I’ll likely post an entry about the team I drafted, but suffice to say that I think I executed my plan much better this year than I did last year. Things could still go wrong, but I think I have the potential to finish near the top of the league this year.

Finally, today I took my car in for its 75k service. It was also time to have my timing belt changed, which turns out to be a fairly pricy proposition for my 2000 Civic. But the car should be good for a number of years yet. Now I just need to get some new tires, which hopefully won’t be hard. I need to do that soon, so I can have everything in shape for when my Mom visits me later this month!

But for now, I’m just happy to have some unstructured time.

Because unstructured time is time I can spend watching baseball!

Frozen Frisbee

My lesson from playing frisbee last night is that laying out when it’s about 40 degrees out is a good way to find out exactly how really goddamn cold the ground is. Gyaah!

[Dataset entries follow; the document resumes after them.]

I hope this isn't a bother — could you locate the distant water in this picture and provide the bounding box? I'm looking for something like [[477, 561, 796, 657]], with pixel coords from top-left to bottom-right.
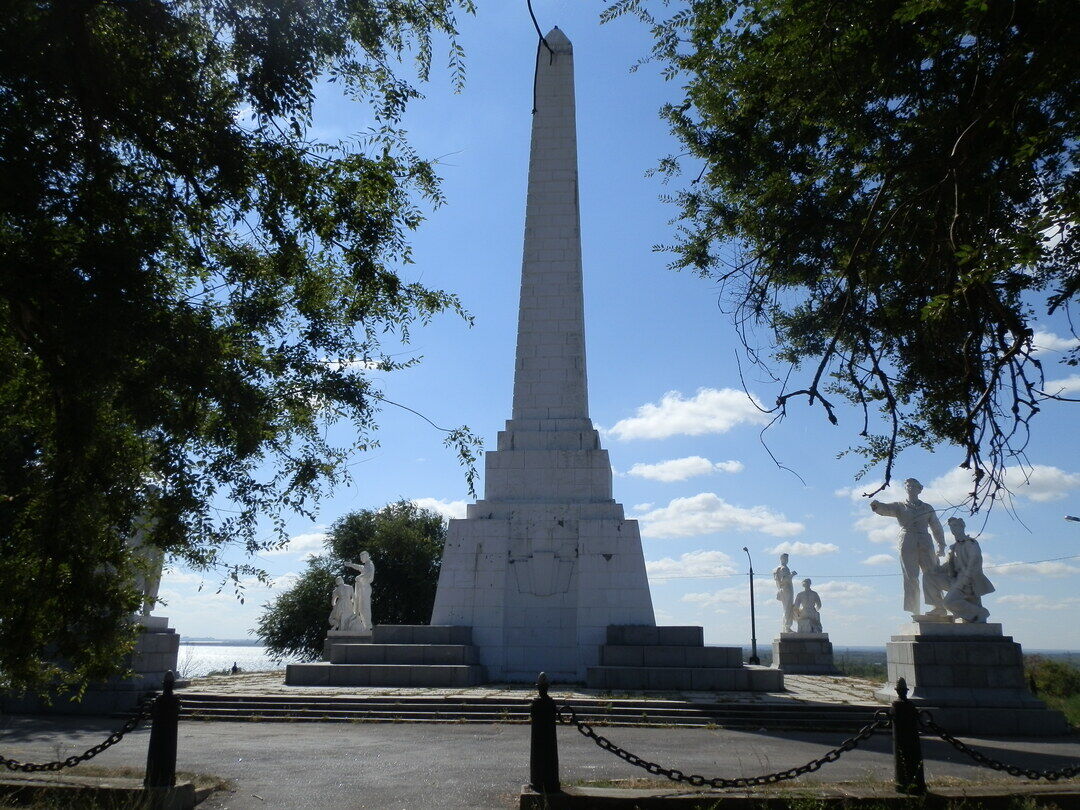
[[176, 643, 292, 678]]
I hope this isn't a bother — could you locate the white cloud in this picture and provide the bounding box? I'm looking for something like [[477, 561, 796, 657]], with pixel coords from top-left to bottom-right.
[[680, 585, 750, 612], [413, 498, 469, 519], [1044, 374, 1080, 396], [626, 456, 743, 483], [984, 559, 1080, 579], [997, 593, 1080, 610], [766, 540, 840, 557], [609, 388, 769, 441], [854, 516, 896, 545], [811, 580, 878, 609], [637, 492, 805, 538], [323, 357, 389, 372], [1031, 327, 1080, 353], [645, 549, 737, 580], [262, 526, 326, 557], [836, 462, 1080, 507]]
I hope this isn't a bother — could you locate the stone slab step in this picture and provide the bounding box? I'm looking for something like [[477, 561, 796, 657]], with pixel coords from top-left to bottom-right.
[[330, 644, 476, 664], [174, 693, 876, 732], [607, 624, 705, 647], [585, 666, 784, 692], [372, 624, 472, 644], [600, 644, 742, 667], [285, 663, 484, 687]]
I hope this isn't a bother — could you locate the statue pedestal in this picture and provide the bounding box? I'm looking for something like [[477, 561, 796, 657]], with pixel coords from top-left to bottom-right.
[[323, 630, 372, 661], [0, 616, 185, 715], [772, 633, 837, 675], [875, 617, 1068, 737]]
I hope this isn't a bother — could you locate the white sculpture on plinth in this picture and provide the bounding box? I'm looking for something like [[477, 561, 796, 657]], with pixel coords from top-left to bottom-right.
[[124, 516, 165, 621], [942, 517, 994, 622], [329, 577, 360, 633], [345, 551, 375, 633], [792, 579, 822, 633], [772, 554, 798, 633], [870, 478, 947, 617]]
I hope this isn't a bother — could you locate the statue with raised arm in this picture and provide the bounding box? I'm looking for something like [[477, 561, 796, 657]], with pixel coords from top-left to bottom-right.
[[772, 554, 798, 633], [345, 551, 375, 633], [329, 577, 356, 631], [792, 579, 822, 633], [870, 478, 948, 617], [942, 517, 994, 622]]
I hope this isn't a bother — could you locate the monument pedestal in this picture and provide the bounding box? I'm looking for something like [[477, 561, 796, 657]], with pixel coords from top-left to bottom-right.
[[285, 624, 484, 687], [875, 617, 1068, 737], [0, 616, 183, 715], [323, 630, 372, 661], [772, 633, 837, 675]]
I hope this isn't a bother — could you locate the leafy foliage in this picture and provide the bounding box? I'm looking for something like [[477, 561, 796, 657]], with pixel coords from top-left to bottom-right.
[[604, 0, 1080, 509], [255, 501, 446, 660], [0, 0, 472, 699]]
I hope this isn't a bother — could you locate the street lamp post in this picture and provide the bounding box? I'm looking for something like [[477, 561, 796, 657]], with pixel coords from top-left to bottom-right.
[[743, 545, 761, 665]]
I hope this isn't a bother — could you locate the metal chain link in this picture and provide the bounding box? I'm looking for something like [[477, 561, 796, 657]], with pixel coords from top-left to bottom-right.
[[558, 706, 892, 787], [919, 708, 1080, 782], [0, 694, 158, 773]]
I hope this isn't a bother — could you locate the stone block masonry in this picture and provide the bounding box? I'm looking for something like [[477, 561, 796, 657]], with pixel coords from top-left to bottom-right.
[[877, 621, 1068, 737], [432, 28, 656, 683]]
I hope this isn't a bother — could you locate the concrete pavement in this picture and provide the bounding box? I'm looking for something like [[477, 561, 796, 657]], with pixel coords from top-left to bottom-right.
[[0, 716, 1080, 810]]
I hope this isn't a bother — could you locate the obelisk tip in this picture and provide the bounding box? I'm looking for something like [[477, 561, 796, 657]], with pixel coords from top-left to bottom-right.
[[544, 25, 573, 51]]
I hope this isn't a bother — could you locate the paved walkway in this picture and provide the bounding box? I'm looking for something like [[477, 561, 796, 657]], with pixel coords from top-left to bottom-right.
[[0, 716, 1080, 810], [179, 671, 881, 705]]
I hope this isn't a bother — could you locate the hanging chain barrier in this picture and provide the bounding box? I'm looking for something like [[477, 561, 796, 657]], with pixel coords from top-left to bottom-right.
[[0, 692, 158, 773], [559, 705, 892, 787], [919, 708, 1080, 782]]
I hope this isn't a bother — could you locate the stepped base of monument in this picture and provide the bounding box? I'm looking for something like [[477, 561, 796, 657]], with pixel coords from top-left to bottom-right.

Other than that it was a really good session. I accidentally stumbled into a way to improve the mechanics on my forehand throw, which led to much greater consistency, including being able to break the mark with it a couple of times. Very cool! We’ll see if my muscle memory can retain that improvement after the new year. Consistency in sports is mostly about mechanics: Being able to make the same motion in a repeatable manner. Ultimate throws in the wrench that you often need to repeat those mechanics while your body is in different positions, which really sucks for someone whose forehand mechanics are otherwise all screwed up, like mine are. (I have a very pretty follow-through, which is really just an indication of how unbalanced I am when I throw. But unless you know what to look for you probably wouldn’t notice. 🙂

This cold snap is amazing. It’s been below freezing each of the last three days when I come downstairs in the morning. I expect to see snow on the ground any day now, which might actually kill a few native Californians from simple horror-induced heart attacks.

Debbi seems to have caught the cold I had last week, and it’s taking longer for her to get over it. Unfortunately she hasn’t been able to take a day off from work, but she has been going home a little early. Hopefully another day or two and she’ll be over it. We’ve also got a bout of strep throat going around at work (or else it’s two independent events, since correlation doesn’t indicate causation and all that), but I think I’ve dodged it.

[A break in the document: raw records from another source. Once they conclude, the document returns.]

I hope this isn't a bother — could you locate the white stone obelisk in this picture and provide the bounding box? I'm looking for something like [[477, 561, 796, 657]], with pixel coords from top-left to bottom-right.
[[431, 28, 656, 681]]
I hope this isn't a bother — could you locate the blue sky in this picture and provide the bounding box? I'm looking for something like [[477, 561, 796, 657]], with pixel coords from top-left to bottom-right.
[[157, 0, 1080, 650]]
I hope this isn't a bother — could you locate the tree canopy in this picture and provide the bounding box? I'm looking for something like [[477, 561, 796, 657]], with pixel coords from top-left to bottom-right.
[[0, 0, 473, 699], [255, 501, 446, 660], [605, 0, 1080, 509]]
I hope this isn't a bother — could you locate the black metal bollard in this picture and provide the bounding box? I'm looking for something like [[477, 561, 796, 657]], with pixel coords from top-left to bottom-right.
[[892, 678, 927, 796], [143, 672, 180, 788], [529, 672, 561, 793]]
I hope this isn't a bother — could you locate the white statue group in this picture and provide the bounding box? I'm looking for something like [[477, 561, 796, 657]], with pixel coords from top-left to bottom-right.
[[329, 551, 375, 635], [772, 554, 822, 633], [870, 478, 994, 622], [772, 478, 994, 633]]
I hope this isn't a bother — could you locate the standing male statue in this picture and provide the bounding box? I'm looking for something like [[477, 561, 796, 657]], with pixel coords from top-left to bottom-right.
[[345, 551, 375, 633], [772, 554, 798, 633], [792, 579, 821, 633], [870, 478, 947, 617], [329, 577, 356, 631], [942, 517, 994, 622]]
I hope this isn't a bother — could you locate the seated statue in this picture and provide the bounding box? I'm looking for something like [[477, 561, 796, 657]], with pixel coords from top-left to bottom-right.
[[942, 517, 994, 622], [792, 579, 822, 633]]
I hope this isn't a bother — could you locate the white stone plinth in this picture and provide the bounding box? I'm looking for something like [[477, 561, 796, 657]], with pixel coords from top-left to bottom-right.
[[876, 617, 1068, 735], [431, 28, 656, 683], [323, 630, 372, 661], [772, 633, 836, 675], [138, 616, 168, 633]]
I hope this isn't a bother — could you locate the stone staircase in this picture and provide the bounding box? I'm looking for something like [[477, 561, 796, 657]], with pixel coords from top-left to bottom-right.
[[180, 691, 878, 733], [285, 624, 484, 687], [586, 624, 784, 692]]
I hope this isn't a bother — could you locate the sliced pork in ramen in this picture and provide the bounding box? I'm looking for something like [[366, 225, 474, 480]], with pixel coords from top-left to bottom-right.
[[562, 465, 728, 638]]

I’m just about ready for Christmas. And I’m definitely ready for a few extra days off.

Cold Front

Brrr… damn it’s cold! Apparently the Bay Area has had an Alaskan cold front sitting over it for the last week, which has meant overnight lows around freezing, conditions we usually don’t see except for a few days in late January. It’s totally killed my enthusiasm for going on morning bike rides, after five consecutive days of exercise in relatively balmy weather during my time off last week.

Despite this, Subrata and I decided to go play ultimate frisbee last night, even though it’s our team’s bye week. Turnout was better than I’d expected given the conditions – usually we field 4 teams a night, but I wouldn’t have been surprised if we had fewer than the 28 people necessary for that. But we 35-40 people showed up during the night.

We joined another team scheduled to play that night, but more people from our regular team kept trickling in, either to play pickup, or because they didn’t realize it was our bye week and figure since we didn’t play Tuesday we must play Thursday! Eventually we had 6 of our regular team show up, and I think we outnumbered the team we joined!

One good thing about the cold weather is that my endurance – always pretty crappy – is much better when the temperature goes below about 55. I can run longer, and I recover faster. So that made the evening more enjoyable. I managed to score a couple of points, and get involved in a few other good points. We ended up staying for the whole session – we’d thought beforehand that we’d probably only stay for half of it – and had a lot of fun.

I wouldn’t mind it being a little warmer for the next few weeks, though.